[Cuis-dev] Bag>>#sum:ifEmpty:

Martin McClure martin at hand2mouse.com
Wed Nov 2 23:45:36 PDT 2022


Hi Luciano,

Well, a lot depends on exactly which combination of properties one 
wants. There are many ways to implement collections, and each reasonable 
way is better at some things and worse than others.

Arrays can already be concurrently modified while iterating. (Arrays 
allow duplicate entries, violating my third requirement, which I now 
realize should only apply to collections which do not allow duplicates.)
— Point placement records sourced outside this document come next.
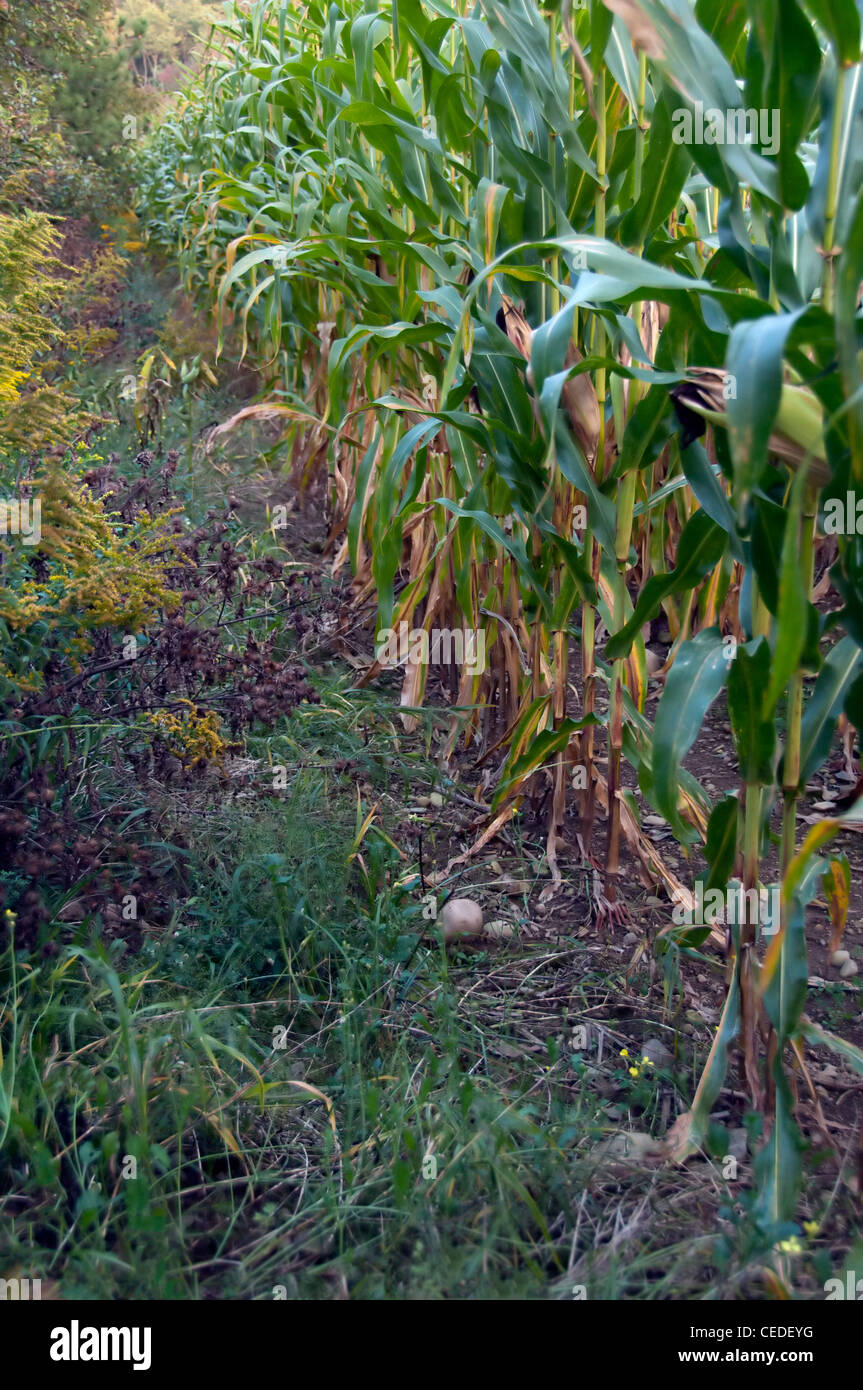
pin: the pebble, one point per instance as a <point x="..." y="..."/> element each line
<point x="656" y="1050"/>
<point x="462" y="918"/>
<point x="499" y="930"/>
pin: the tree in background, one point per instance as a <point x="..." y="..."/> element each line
<point x="168" y="34"/>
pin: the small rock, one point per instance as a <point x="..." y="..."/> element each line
<point x="499" y="930"/>
<point x="656" y="1050"/>
<point x="462" y="918"/>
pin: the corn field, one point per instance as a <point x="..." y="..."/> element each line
<point x="564" y="305"/>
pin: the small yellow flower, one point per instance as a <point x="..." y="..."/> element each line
<point x="791" y="1247"/>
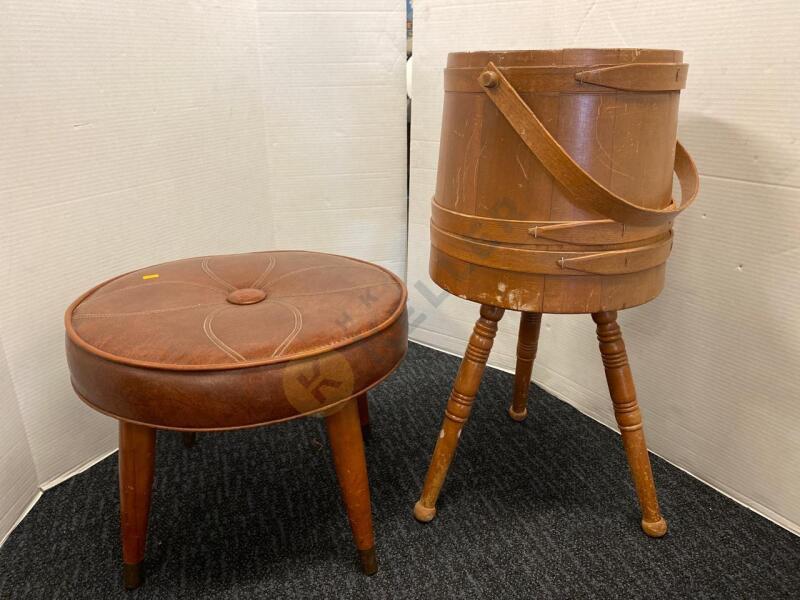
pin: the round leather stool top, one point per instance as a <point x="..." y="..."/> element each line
<point x="223" y="342"/>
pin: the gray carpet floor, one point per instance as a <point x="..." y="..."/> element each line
<point x="542" y="509"/>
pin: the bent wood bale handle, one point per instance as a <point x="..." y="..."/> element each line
<point x="585" y="191"/>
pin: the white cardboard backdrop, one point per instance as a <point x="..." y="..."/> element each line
<point x="139" y="132"/>
<point x="715" y="356"/>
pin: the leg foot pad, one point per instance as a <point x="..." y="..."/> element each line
<point x="369" y="563"/>
<point x="422" y="513"/>
<point x="517" y="416"/>
<point x="655" y="528"/>
<point x="132" y="575"/>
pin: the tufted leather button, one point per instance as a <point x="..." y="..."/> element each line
<point x="246" y="296"/>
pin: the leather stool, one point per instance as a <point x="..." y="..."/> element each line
<point x="227" y="342"/>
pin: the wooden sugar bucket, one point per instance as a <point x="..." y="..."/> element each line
<point x="555" y="178"/>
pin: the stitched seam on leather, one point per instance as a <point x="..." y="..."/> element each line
<point x="356" y="287"/>
<point x="215" y="340"/>
<point x="141" y="312"/>
<point x="207" y="270"/>
<point x="298" y="325"/>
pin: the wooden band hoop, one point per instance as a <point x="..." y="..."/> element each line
<point x="585" y="191"/>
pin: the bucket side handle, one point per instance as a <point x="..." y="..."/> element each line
<point x="584" y="190"/>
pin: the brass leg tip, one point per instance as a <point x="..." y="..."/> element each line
<point x="131" y="575"/>
<point x="517" y="416"/>
<point x="422" y="513"/>
<point x="655" y="528"/>
<point x="369" y="563"/>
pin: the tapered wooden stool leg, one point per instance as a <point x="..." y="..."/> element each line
<point x="459" y="405"/>
<point x="136" y="460"/>
<point x="347" y="447"/>
<point x="529" y="324"/>
<point x="629" y="419"/>
<point x="363" y="413"/>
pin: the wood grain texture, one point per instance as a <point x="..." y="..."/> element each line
<point x="459" y="406"/>
<point x="545" y="179"/>
<point x="136" y="463"/>
<point x="629" y="419"/>
<point x="527" y="343"/>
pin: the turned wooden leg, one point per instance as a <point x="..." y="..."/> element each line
<point x="527" y="343"/>
<point x="629" y="419"/>
<point x="458" y="408"/>
<point x="347" y="447"/>
<point x="136" y="460"/>
<point x="363" y="414"/>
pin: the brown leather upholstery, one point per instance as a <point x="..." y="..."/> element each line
<point x="234" y="341"/>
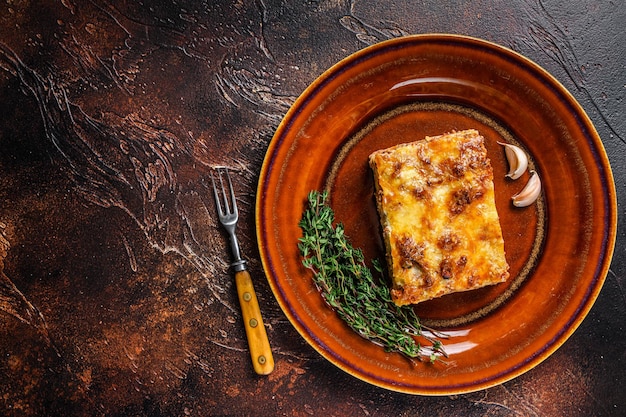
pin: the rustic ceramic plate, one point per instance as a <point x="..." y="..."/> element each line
<point x="401" y="90"/>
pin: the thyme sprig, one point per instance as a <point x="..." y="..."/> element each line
<point x="349" y="287"/>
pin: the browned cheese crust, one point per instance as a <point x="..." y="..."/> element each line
<point x="436" y="203"/>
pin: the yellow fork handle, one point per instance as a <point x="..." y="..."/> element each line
<point x="258" y="343"/>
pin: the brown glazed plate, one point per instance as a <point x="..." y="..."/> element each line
<point x="558" y="249"/>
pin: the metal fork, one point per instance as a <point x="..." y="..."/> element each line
<point x="259" y="345"/>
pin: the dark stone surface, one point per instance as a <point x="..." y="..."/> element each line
<point x="115" y="298"/>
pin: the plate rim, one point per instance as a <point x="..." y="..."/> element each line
<point x="599" y="154"/>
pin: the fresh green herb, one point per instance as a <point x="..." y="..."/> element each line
<point x="348" y="286"/>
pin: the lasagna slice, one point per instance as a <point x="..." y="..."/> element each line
<point x="435" y="199"/>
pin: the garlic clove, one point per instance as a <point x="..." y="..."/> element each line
<point x="518" y="161"/>
<point x="529" y="193"/>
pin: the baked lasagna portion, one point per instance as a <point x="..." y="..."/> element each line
<point x="436" y="204"/>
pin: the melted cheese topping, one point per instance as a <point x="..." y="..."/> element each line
<point x="441" y="229"/>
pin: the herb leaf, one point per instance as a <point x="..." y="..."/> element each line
<point x="348" y="286"/>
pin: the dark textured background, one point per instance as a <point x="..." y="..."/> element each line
<point x="115" y="298"/>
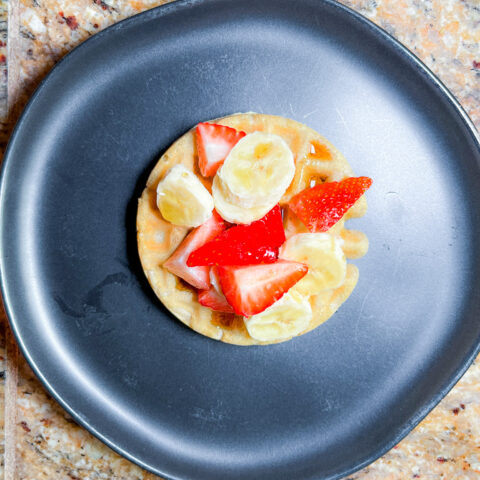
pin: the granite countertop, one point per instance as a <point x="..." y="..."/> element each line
<point x="40" y="440"/>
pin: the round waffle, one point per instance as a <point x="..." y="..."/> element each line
<point x="316" y="160"/>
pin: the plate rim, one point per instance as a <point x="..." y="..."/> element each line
<point x="158" y="12"/>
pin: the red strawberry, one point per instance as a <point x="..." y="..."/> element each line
<point x="244" y="244"/>
<point x="323" y="205"/>
<point x="176" y="264"/>
<point x="250" y="290"/>
<point x="215" y="300"/>
<point x="214" y="143"/>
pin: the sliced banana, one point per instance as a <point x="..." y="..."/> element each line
<point x="257" y="171"/>
<point x="233" y="213"/>
<point x="327" y="265"/>
<point x="286" y="318"/>
<point x="182" y="199"/>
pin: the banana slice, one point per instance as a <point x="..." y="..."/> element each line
<point x="233" y="213"/>
<point x="257" y="171"/>
<point x="327" y="265"/>
<point x="286" y="318"/>
<point x="182" y="199"/>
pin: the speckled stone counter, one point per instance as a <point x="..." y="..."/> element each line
<point x="41" y="441"/>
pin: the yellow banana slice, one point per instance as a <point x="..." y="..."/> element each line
<point x="182" y="199"/>
<point x="327" y="265"/>
<point x="286" y="318"/>
<point x="233" y="213"/>
<point x="257" y="171"/>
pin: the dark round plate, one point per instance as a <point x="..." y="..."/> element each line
<point x="180" y="404"/>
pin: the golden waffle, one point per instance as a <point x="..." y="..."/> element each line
<point x="316" y="160"/>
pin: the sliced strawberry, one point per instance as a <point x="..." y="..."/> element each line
<point x="323" y="205"/>
<point x="250" y="290"/>
<point x="214" y="143"/>
<point x="215" y="300"/>
<point x="177" y="263"/>
<point x="244" y="244"/>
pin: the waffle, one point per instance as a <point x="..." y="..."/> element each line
<point x="316" y="160"/>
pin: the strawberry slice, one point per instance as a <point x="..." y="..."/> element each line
<point x="215" y="300"/>
<point x="323" y="205"/>
<point x="250" y="290"/>
<point x="177" y="264"/>
<point x="214" y="143"/>
<point x="244" y="244"/>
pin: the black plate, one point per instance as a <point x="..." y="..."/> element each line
<point x="167" y="398"/>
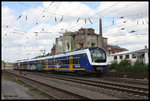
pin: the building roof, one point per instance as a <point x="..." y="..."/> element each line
<point x="132" y="51"/>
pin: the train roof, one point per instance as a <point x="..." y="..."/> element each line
<point x="74" y="52"/>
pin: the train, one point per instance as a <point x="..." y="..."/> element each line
<point x="89" y="60"/>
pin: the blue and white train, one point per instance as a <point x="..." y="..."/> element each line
<point x="86" y="60"/>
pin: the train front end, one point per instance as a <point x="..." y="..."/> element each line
<point x="97" y="59"/>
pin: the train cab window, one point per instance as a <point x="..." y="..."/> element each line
<point x="83" y="56"/>
<point x="66" y="61"/>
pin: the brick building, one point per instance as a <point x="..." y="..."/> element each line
<point x="111" y="49"/>
<point x="79" y="39"/>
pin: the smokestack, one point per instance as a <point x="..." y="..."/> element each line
<point x="100" y="27"/>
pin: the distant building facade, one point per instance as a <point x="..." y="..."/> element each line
<point x="111" y="49"/>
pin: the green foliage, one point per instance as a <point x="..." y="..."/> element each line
<point x="112" y="66"/>
<point x="125" y="66"/>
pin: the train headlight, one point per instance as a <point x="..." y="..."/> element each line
<point x="99" y="68"/>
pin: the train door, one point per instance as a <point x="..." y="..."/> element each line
<point x="70" y="63"/>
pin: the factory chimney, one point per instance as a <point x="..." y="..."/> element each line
<point x="100" y="27"/>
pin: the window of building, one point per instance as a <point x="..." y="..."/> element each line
<point x="115" y="57"/>
<point x="121" y="57"/>
<point x="133" y="56"/>
<point x="127" y="56"/>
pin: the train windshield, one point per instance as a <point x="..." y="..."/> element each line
<point x="98" y="55"/>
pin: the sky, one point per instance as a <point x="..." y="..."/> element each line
<point x="30" y="27"/>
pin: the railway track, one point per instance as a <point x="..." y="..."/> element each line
<point x="131" y="89"/>
<point x="52" y="91"/>
<point x="123" y="88"/>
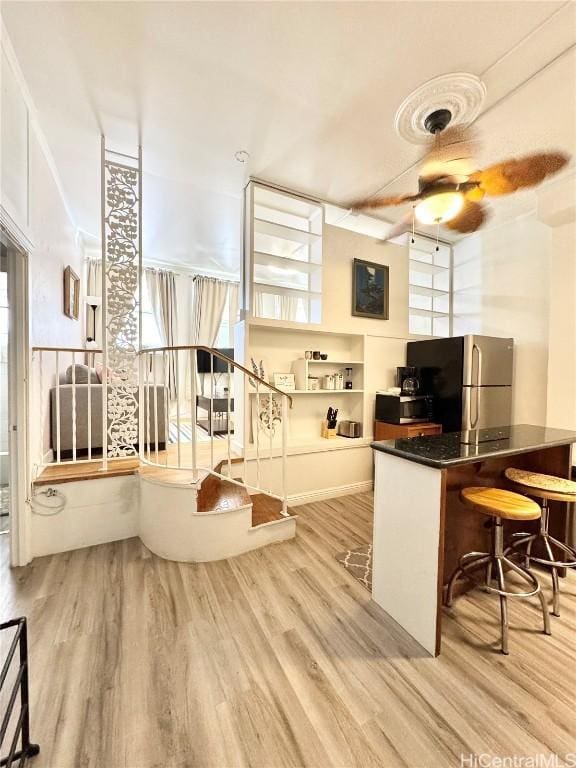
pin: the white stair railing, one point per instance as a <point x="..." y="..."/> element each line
<point x="68" y="416"/>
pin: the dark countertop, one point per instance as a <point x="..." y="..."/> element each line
<point x="453" y="448"/>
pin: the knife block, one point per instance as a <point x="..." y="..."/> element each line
<point x="326" y="432"/>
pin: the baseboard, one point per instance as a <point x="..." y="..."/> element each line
<point x="309" y="497"/>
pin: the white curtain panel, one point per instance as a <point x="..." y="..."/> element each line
<point x="208" y="302"/>
<point x="161" y="286"/>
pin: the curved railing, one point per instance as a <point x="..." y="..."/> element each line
<point x="175" y="370"/>
<point x="168" y="427"/>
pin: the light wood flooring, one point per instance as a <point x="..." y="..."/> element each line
<point x="276" y="658"/>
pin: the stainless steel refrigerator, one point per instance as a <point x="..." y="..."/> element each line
<point x="469" y="379"/>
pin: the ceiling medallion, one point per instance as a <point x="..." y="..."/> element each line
<point x="459" y="93"/>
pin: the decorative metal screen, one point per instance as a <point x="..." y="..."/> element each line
<point x="121" y="252"/>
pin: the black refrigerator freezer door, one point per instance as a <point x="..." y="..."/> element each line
<point x="441" y="365"/>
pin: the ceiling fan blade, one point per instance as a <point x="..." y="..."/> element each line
<point x="381" y="202"/>
<point x="511" y="175"/>
<point x="470" y="218"/>
<point x="451" y="156"/>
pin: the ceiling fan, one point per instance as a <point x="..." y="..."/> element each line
<point x="450" y="190"/>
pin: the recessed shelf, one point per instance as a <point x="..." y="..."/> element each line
<point x="313" y="392"/>
<point x="285" y="262"/>
<point x="424" y="266"/>
<point x="417" y="312"/>
<point x="421" y="290"/>
<point x="280" y="290"/>
<point x="345" y="363"/>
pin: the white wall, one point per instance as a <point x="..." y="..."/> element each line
<point x="501" y="278"/>
<point x="385" y="339"/>
<point x="518" y="278"/>
<point x="561" y="395"/>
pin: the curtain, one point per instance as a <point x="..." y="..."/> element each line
<point x="208" y="302"/>
<point x="279" y="307"/>
<point x="208" y="305"/>
<point x="161" y="286"/>
<point x="94" y="288"/>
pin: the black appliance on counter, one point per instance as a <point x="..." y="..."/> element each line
<point x="402" y="409"/>
<point x="408" y="379"/>
<point x="469" y="379"/>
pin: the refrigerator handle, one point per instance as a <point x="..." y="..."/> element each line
<point x="474" y="422"/>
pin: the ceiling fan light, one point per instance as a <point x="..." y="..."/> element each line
<point x="439" y="208"/>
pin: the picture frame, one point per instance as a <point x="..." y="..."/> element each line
<point x="285" y="381"/>
<point x="71" y="294"/>
<point x="370" y="289"/>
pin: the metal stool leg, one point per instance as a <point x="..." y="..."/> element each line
<point x="555" y="584"/>
<point x="503" y="605"/>
<point x="529" y="576"/>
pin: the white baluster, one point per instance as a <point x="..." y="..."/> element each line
<point x="155" y="406"/>
<point x="178" y="449"/>
<point x="89" y="404"/>
<point x="229" y="416"/>
<point x="194" y="368"/>
<point x="42" y="405"/>
<point x="166" y="403"/>
<point x="284" y="459"/>
<point x="211" y="422"/>
<point x="142" y="362"/>
<point x="73" y="406"/>
<point x="147" y="403"/>
<point x="257" y="437"/>
<point x="271" y="439"/>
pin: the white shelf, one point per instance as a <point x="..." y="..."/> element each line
<point x="285" y="262"/>
<point x="344" y="363"/>
<point x="424" y="266"/>
<point x="426" y="312"/>
<point x="313" y="392"/>
<point x="421" y="290"/>
<point x="280" y="290"/>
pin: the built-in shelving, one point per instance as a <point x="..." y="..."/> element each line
<point x="283" y="275"/>
<point x="281" y="349"/>
<point x="430" y="272"/>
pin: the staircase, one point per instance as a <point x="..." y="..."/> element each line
<point x="217" y="494"/>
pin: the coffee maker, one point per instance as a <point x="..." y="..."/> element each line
<point x="408" y="379"/>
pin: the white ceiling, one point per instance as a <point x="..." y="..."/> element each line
<point x="308" y="89"/>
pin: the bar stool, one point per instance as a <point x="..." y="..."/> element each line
<point x="499" y="505"/>
<point x="546" y="488"/>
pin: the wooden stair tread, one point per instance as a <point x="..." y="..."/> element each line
<point x="224" y="462"/>
<point x="265" y="509"/>
<point x="92" y="470"/>
<point x="168" y="476"/>
<point x="217" y="495"/>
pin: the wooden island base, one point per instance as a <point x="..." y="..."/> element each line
<point x="421" y="528"/>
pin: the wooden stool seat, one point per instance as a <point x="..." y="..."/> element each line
<point x="497" y="502"/>
<point x="543" y="486"/>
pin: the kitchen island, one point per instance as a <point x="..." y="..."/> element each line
<point x="421" y="528"/>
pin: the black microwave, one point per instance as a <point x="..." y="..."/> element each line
<point x="402" y="409"/>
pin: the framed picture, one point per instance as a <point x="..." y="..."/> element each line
<point x="285" y="381"/>
<point x="71" y="294"/>
<point x="370" y="287"/>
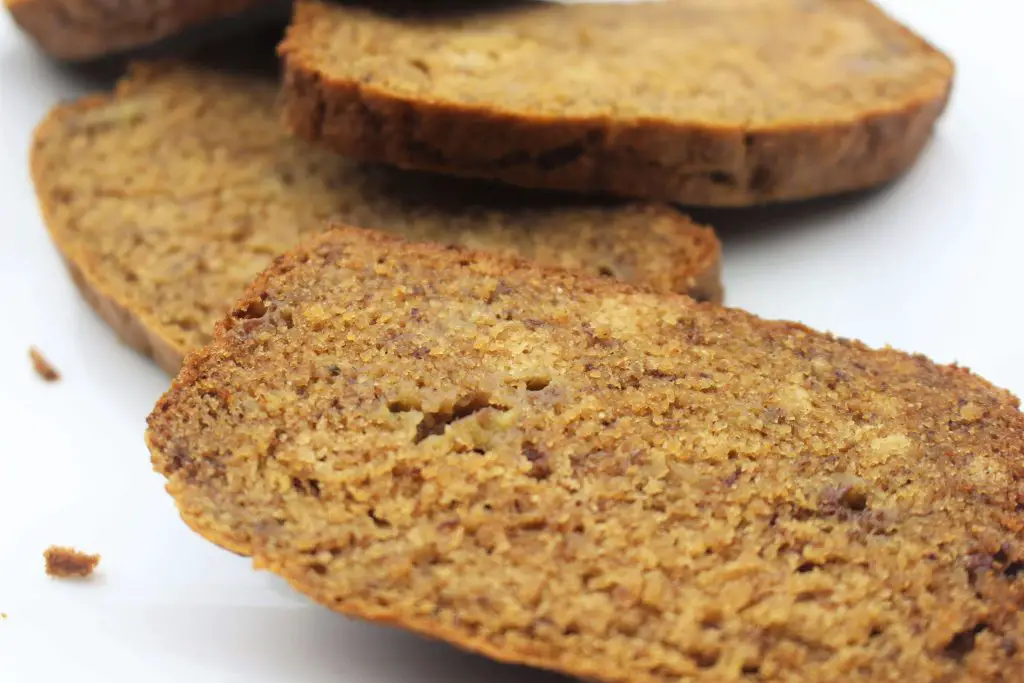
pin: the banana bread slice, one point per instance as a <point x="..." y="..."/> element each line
<point x="726" y="102"/>
<point x="168" y="197"/>
<point x="563" y="471"/>
<point x="81" y="30"/>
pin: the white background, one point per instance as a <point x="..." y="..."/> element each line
<point x="930" y="264"/>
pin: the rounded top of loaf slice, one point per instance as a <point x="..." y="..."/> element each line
<point x="168" y="197"/>
<point x="750" y="63"/>
<point x="566" y="472"/>
<point x="714" y="102"/>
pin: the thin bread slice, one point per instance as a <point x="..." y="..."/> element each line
<point x="563" y="471"/>
<point x="82" y="30"/>
<point x="168" y="197"/>
<point x="725" y="102"/>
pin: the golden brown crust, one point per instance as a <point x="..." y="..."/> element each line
<point x="69" y="563"/>
<point x="78" y="30"/>
<point x="654" y="157"/>
<point x="160" y="235"/>
<point x="581" y="476"/>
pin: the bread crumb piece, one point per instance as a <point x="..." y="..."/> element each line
<point x="42" y="366"/>
<point x="68" y="562"/>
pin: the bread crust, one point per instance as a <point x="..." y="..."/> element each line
<point x="663" y="159"/>
<point x="117" y="303"/>
<point x="196" y="469"/>
<point x="82" y="30"/>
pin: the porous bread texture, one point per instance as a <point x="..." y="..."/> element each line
<point x="722" y="102"/>
<point x="569" y="473"/>
<point x="168" y="197"/>
<point x="80" y="30"/>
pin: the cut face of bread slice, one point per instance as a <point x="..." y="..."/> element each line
<point x="563" y="471"/>
<point x="726" y="102"/>
<point x="168" y="197"/>
<point x="81" y="30"/>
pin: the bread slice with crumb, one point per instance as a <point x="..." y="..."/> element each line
<point x="720" y="102"/>
<point x="169" y="196"/>
<point x="563" y="471"/>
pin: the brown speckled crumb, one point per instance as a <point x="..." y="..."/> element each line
<point x="43" y="367"/>
<point x="563" y="471"/>
<point x="69" y="563"/>
<point x="713" y="102"/>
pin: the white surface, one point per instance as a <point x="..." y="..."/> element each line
<point x="931" y="264"/>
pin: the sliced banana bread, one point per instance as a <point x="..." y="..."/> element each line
<point x="79" y="30"/>
<point x="168" y="197"/>
<point x="701" y="101"/>
<point x="563" y="471"/>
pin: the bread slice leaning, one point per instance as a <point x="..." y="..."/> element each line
<point x="722" y="102"/>
<point x="82" y="30"/>
<point x="564" y="471"/>
<point x="168" y="197"/>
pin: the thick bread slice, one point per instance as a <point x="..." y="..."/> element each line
<point x="78" y="30"/>
<point x="727" y="102"/>
<point x="566" y="472"/>
<point x="168" y="197"/>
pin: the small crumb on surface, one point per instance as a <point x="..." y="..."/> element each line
<point x="68" y="562"/>
<point x="42" y="366"/>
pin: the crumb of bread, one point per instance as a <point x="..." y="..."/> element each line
<point x="68" y="562"/>
<point x="43" y="367"/>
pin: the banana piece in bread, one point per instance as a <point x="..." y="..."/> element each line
<point x="722" y="102"/>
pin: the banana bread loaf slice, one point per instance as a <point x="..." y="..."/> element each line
<point x="727" y="102"/>
<point x="563" y="471"/>
<point x="80" y="30"/>
<point x="168" y="197"/>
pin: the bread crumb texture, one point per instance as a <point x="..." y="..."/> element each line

Hashed collections (let's say Set, but Dictionary is similar) as 
implemented in Smalltalk-80 (open addressing with linear probing) have 
two problem points for iterating while modifying -- deletions can move 
an existing element earlier in the table, and additions can cause the 
table to grow, scrambling everything. The deletion problem can be 
handled by using collision buckets instead of linear probing, which is 
not quite as fast because more cache line reads, but still O(1). The 
grow problem can be handled more easily. A grow replaces the table and 
copies the elements over to the new table. If the iterator caches the 
table in a temporary variable then it can do the iteration over the 
original table even if the base collection has moved on to a new table. 
The old table will be released when the iteration is done.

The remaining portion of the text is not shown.